Namun, jika diperhatikan dengan seksama lelaki itu cukup familiar baginya. Ia memarkirkan motornya dipinggir jalan.

Saat ingin menuju lelaki itu ada sosok pengendara mobil yang melaju kencang. Ia segera berlari lalu menarik sosok lelaki itu dengan menatap tajam. Namun, lelaki itu malah menepis tangannya.

"Heh, Ansel! Lo itu udah ditolong malah nggak tau terima kasih!" sergah Alle dengan menatap sinis.

Ansel yang mendengar itu seketika menjadi terkejut tapi sebisa mungkin menyembunyikan ekspresi wajahnya. Ia berdiri dengan memegang pembatas trotoar jalan ekspresi wajahnya yang kaku.

"Ngapain disini? Anak gadis nggak baik keluar malam," celetuk Ansel dengan menatap lurus.

Alle mendengkus malas. Tatapan matanya tertuju kepada luka yang berada di wajah lelaki itu. Dilihat dari warna sepertinya luka itu baru saja didapatkan.

"Seharusnya gue yang nanya sama Lo, kenapa Lo keluar dengan wajah penuh luka? Lo itu ketos tapi ngajarin hal yang nggak baik. Kalau gue mah karena diminta Bunda beli cemilan untuk tamunya besok," papar Alle dengan mengangkat bahunya.

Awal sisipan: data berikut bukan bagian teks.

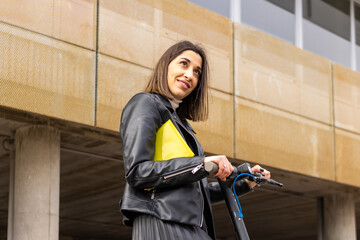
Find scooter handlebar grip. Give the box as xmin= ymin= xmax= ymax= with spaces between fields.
xmin=204 ymin=162 xmax=219 ymax=174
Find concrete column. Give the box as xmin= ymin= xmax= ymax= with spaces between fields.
xmin=9 ymin=126 xmax=60 ymax=240
xmin=324 ymin=194 xmax=356 ymax=240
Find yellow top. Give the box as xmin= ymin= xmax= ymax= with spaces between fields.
xmin=154 ymin=119 xmax=195 ymax=161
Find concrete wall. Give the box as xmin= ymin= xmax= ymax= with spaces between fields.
xmin=0 ymin=0 xmax=360 ymax=187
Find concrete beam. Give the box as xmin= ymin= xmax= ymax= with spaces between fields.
xmin=324 ymin=194 xmax=356 ymax=240
xmin=8 ymin=126 xmax=60 ymax=240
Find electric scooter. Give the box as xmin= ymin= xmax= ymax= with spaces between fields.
xmin=204 ymin=162 xmax=283 ymax=240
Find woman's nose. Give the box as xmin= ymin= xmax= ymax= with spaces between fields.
xmin=184 ymin=70 xmax=193 ymax=79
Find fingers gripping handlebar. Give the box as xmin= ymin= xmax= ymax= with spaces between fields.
xmin=204 ymin=162 xmax=283 ymax=187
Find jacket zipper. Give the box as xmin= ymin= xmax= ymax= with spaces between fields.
xmin=151 ymin=189 xmax=156 ymax=199
xmin=164 ymin=163 xmax=204 ymax=179
xmin=174 ymin=116 xmax=200 ymax=156
xmin=198 ymin=181 xmax=204 ymax=227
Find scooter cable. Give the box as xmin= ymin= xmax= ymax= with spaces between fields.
xmin=232 ymin=173 xmax=255 ymax=218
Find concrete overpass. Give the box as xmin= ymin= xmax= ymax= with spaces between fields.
xmin=0 ymin=0 xmax=360 ymax=240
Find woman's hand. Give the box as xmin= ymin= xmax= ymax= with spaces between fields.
xmin=204 ymin=155 xmax=234 ymax=181
xmin=246 ymin=165 xmax=271 ymax=188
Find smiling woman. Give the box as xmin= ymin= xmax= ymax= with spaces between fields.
xmin=168 ymin=50 xmax=202 ymax=100
xmin=120 ymin=41 xmax=270 ymax=240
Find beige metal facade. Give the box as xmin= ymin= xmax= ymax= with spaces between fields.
xmin=0 ymin=0 xmax=360 ymax=240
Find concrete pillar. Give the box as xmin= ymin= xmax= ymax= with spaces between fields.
xmin=8 ymin=126 xmax=60 ymax=240
xmin=324 ymin=194 xmax=356 ymax=240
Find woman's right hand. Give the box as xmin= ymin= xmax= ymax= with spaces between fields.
xmin=204 ymin=155 xmax=234 ymax=181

Setelah mengatakan itu Alle beranjak pergi ke seberang dan memarkirkan motornya di samping lelaki itu. Ia membuka bagian lapak duduknya lalu terlihat beberapa obat luka didalamnya lalu menutup pelan.

"Mau ngapain?" tanya Ansel tatkala Alle yang menarik tangannya.

Alle tidak menjawab melainkan mendorong pelan tubuh lelaki itu hingga terduduk di lapak motornya. Ia segera mengobati luka lelaki itu dengan perlahan agar tidak menyakitinya.

"Lo kalau berantem jangan sampai adu bogem," tegur Alle dengan menatap mata sayu lelaki itu.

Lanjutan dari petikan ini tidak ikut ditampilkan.